Énergie. « 2026 est un tournant » : les centrales nucléaires sous pression du réchauffement climatique
Le nucléaire n’échappe pas aux effets du réchauffement climatique. Depuis la mi-juin, les vagues de chaleur à répétition et la sécheresse mettent plusieurs centrales françaises sous haute tension, contraignant EDF à réduire sa production, voire à arrêter certains réacteurs. « Cette année 2026 est un tournant », relève Yves Marignac, expert énergie et nucléaire au sein de l’association négaWatt. « Le signal fort, c’est l’extension des périodes d’indisponibilité des réacteurs à cause du climat, et le fait que de nouveaux sites sont désormais concernés. »
Depuis ce week-end, les deux réacteurs de Chooz (Ardennes) et l’un des réacteurs de Cattenom (Moselle) ont été temporairement stoppés en raison du faible débit de la Meuse et de la Moselle, après les arrêts intervenus fin juin à Golfech (Tarn-et-Garonne), Bugey (Ain) et Nogent-sur-Seine (Aube). Trois autres centrales sont actuellement contraintes de fonctionner à puissance réduite, à la demande de RTE (Réseau de transport d’électricité), afin de préserver l’équilibre du réseau.
L’un des réacteurs de la centrale nucléaire de Cattenom (Moselle) a été « mis à l’arrêt de manière préventive », dans la nuit de vendredi à samedi. Photo EBRA/Le Républicain Lorrain/Armand Flohr
Le nucléaire face au stress hydrique
Plus qu’une question de sûreté nucléaire, le véritable enjeu concerne la gestion de la ressource en eau, essentielle au bon fonctionnement du parc nucléaire et fortement réduite en période estivale. Les 57 réacteurs nucléaires que compte la France - qui assurent près de 70 % de sa production d’électricité - sont tous installés le long de grandes sources d’eau douce ou en bord de mer pour permettre le refroidissement des installations. Or, en cas de sécheresse ou de canicule, la baisse du débit ou la hausse de la température des cours d’eau contraignent EDF à réduire, voire arrêter sa production pour ne pas dépasser les seuils réglementaires destinés à protéger la faune et la flore.
Selon la Météo du nucléaire, le cumul de pertes de production d’électricité dues à ces indisponibilités climatiques atteint déjà un peu plus de 4 TWh au 4 août, soit largement plus que le précédent record des 10 dernières années qui était de 3 TWh au 1er octobre.

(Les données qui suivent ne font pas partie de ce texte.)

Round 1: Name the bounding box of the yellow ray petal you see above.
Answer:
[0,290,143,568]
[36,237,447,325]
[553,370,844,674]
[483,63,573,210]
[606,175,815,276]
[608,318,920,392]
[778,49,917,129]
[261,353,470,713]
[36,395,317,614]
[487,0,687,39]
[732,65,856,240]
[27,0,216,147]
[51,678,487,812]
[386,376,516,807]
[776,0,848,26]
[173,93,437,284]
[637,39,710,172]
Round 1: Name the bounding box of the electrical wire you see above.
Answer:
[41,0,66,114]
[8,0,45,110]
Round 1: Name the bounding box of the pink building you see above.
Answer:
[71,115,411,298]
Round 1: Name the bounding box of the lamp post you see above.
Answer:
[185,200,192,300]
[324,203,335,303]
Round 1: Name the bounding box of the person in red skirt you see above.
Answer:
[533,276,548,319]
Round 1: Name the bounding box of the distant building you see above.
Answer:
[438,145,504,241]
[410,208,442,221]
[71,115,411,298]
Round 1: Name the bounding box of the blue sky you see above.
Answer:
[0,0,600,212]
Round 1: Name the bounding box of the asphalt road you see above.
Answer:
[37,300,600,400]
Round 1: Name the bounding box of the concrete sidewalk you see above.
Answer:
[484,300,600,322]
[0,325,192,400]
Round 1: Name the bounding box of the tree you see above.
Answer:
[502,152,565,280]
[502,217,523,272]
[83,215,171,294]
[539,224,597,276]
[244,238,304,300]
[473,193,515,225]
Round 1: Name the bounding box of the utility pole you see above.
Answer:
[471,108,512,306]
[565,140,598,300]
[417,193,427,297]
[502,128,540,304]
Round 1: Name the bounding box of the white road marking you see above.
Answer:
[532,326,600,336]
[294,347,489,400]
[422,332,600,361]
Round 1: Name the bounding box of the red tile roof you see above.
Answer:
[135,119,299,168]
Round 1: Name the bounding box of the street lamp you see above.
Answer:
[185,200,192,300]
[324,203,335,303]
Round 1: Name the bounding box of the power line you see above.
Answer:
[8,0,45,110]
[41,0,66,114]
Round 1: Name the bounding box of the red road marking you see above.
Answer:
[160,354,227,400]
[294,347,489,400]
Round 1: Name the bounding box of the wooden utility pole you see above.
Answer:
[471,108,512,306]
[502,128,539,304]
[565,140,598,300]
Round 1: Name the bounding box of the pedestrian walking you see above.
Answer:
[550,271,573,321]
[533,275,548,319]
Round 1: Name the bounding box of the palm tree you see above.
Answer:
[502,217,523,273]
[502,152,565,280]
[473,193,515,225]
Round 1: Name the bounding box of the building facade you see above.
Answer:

Preuve du caractère exceptionnel de 2026.
Toutefois, ces baisses de production forcées ne menacent pas l’approvisionnement électrique, car « cela correspond à moins de 1 % du total de la production française », note Yves Marignac, qui ajoute que l’impact sur le prix moyen de l’électricité pour le consommateur sera « très marginal ». Selon RTE, le système dispose de marges suffisantes pour couvrir la consommation, même avec plusieurs réacteurs indisponibles. La France reste un important exportateur d’électricité, tandis que les énergies renouvelables, et notamment le photovoltaïque, contribuent à compenser une partie des baisses de production nucléaire.
Un modèle sous pression
Le défi est toutefois appelé à s’intensifier. Avec la généralisation des climatiseurs (*), l’essor des véhicules électriques et l‘électrification des usages, la demande d’électricité devrait continuer de croître, précisément au moment où les centrales seront de plus en plus contraintes par les fortes chaleurs. Un paradoxe qui interroge la résilience du système. « Le nucléaire trouve ses limites, abonde le porte-parole de négaWatt. C’est un système technique lourd et peu flexible, pensé avant la crise climatique, qui apparaît aujourd’hui mal adapté aux nouvelles contraintes. » La Cour des comptes estime que, sans adaptation, les pertes de production liées au réchauffement pourraient être multipliées par trois ou quatre d’ici à 2050.
Face à ce constat, EDF a déjà engagé plusieurs chantiers pour tenter de préparer au mieux son parc nucléaire : renforcement des systèmes de ventilation et de climatisation, modernisation des tours aéroréfrigérantes… À Civaux (Vienne), un dispositif de refroidissement de l’eau avant rejet est déjà testé pour éviter que la Vienne ne surchauffe. Ce système pourrait être déployé sur d’autres sites particulièrement exposés, comme Golfech, au bord de la Garonne. Enfin, l’énergéticien prévoit d’investir 8,7 milliards d’euros d’ici 2040 pour adapter l’ensemble de ses infrastructures, notamment nucléaires, au changement climatique. Reste à savoir si cela suffira.
(*) Selon RTE, lors des épisodes de fortes chaleurs, la climatisation peut ajouter jusqu’à 10 GW de demande électrique en milieu de journée, soit l’équivalent d’environ 10 réacteurs nucléaires. Un phénomène amené à prendre de l’ampleur.